DENVER — Two years into Colorado’s experiment with legalized cannabis, marijuana has become a bit passé. Marijuana stores have lost their novelty, and no one remarks anymore when there’s the tell-tale aroma in the air. People puff on portable vaporizers everywhere you look: in bars, on the sidewalk, or while stuck in traffic on the way home from work. It’s impossible to know whether they’re inhaling tobacco or cannabis — nor does it matter, legally. Decades of social stigma have evaporated; all signs indicate legal marijuana is here to stay.

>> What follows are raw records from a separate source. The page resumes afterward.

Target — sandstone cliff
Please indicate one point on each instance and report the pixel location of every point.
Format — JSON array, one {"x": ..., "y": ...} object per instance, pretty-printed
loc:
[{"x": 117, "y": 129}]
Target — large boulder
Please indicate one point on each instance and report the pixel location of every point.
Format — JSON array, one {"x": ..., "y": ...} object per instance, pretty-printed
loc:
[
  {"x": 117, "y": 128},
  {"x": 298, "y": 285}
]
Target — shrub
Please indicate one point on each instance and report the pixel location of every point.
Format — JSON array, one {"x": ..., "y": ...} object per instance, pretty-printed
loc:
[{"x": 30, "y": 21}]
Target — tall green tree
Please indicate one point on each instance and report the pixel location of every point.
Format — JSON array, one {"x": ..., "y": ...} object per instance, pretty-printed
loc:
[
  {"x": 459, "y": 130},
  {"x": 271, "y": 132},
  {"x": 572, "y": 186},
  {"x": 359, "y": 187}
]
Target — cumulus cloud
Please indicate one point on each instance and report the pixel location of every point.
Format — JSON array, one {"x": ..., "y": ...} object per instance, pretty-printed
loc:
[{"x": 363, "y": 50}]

But several developments over the past few weeks suggest that legalization might not be as stable and permanent as it seems. Last week, a federal judge dismissed a lawsuit that aimed to help launch the world’s first marijuanacredit union. The ruling came on the heels of the settlement of a racketeering lawsuit that could be among the first of many to plague cannabis businesses, and a post office threat to forbid all marijuana advertising from going through the mail. All three events are reminders that marijuana markets around the country are built on shaky ground, and 2016 could be the year that these precarious arrangements show ever more signs of wear, or even in some cases come tumbling down.

That’s because the seemingly unstoppable force that is the marijuana legalization crusade is finally hitting the immovable object that is federal law. While lawmakers and business stakeholders have proven adept at creatively building state-by-state marijuana regulations and industries where none before existed, as recent events make clear, there is only so far they can go before running headfirst into the fact that, according to the U.S. Controlled Substances Act, the product at the center of all this action is still 100 percent illegal.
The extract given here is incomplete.